Looong article on the San Francisco general strike:
On May 9, 1934, San Francisco longshoremen went out on strike against West Coast ship owners, igniting a movement of 35,000 maritime workers of the International Longshoremen’s Association (ILA) that shut down 2,000 miles of Pacific coastline from Bellingham, Washington, to San Diego, California.
Driven by the determination and militancy of the rank and file, this 83-day struggle defied the employers’ Industrial Association of San Francisco, President Franklin D. Roosevelt’s federal mediators, the conservative American Federation of Labor (AFL) union leadership, and culminated in the San Francisco general strike.
The San Francisco strike combined with two other momentous labor struggles in 1934 to alter the American political landscape—the Toledo Auto-Lite strike led by socialists in the American Workers Party, and the Minneapolis truck drivers strike led by Trotskyists in the Communist League of America.
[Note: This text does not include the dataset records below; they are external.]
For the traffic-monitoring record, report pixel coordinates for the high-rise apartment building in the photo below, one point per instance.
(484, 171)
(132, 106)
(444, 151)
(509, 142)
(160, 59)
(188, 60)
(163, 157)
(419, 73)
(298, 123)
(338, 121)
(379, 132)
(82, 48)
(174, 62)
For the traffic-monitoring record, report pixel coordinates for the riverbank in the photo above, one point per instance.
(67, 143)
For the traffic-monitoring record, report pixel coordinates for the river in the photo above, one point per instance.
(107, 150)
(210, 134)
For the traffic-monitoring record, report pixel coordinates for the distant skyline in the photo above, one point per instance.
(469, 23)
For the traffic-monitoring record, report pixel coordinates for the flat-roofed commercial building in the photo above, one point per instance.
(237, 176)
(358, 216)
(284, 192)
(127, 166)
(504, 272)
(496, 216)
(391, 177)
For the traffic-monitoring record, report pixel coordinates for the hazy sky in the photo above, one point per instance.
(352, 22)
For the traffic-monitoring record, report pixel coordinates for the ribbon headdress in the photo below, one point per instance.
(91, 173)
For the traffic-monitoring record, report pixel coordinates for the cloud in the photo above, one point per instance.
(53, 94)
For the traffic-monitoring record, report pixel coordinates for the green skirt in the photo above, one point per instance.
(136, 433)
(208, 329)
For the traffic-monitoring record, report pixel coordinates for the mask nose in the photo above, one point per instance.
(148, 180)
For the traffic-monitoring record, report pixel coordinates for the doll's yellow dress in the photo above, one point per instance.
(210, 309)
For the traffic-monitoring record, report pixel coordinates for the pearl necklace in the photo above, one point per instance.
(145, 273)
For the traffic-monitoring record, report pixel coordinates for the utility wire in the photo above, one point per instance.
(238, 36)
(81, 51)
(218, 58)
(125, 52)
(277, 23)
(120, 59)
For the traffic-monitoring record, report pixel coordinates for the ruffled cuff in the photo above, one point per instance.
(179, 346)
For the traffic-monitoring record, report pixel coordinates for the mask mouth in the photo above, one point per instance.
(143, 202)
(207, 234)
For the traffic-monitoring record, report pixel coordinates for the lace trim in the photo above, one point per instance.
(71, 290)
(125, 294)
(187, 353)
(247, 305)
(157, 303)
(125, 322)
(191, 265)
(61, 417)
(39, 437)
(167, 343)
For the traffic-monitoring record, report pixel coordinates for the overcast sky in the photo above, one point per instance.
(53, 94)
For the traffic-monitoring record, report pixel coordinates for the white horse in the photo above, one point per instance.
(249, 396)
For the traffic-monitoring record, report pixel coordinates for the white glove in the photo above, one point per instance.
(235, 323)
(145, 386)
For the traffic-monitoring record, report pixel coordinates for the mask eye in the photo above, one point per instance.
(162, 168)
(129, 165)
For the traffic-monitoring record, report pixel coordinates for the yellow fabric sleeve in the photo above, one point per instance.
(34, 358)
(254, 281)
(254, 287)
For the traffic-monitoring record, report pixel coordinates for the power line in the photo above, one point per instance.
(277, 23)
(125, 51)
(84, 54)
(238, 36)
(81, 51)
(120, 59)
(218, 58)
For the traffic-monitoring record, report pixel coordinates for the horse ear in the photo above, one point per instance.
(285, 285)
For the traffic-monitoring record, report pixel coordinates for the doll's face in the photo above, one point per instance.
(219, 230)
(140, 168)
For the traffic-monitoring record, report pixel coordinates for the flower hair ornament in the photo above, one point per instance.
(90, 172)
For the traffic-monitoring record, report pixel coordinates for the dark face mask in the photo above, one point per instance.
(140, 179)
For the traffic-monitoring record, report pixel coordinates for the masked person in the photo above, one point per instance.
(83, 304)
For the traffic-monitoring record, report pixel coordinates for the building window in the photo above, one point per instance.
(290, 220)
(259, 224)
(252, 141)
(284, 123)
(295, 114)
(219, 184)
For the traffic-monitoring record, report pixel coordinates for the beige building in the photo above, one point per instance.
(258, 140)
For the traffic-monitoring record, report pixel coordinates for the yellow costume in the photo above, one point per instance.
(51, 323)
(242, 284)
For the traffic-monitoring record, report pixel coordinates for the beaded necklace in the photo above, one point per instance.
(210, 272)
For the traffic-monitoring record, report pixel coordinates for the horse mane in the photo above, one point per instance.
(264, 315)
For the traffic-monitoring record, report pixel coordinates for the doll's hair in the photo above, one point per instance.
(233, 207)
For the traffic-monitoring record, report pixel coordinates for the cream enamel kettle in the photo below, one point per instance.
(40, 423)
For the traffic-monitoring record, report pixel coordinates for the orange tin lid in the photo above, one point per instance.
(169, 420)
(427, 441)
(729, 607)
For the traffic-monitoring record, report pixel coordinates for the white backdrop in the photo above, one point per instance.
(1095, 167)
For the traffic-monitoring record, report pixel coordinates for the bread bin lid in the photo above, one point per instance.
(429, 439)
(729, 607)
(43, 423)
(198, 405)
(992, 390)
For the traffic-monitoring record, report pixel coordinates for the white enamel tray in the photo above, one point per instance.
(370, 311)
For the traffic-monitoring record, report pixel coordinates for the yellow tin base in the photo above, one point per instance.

These three strikes—which were, in essence, rebellions not only against business interests but also against the business unionism of the AFL—paved the way for the pivotal victories of Detroit auto workers in sit-down strikes led by socialist-minded workers in 1937 and the formation of the mass industrial unions in the CIO (Congress of Industrial Organizations.)
World Socialist Worker: 75 years since the San Francisco general strike
(via Nick P)
September 19, 2009 at 1:07 am
Essential labor history. Thanks so much for the repost of this. People need to know about this.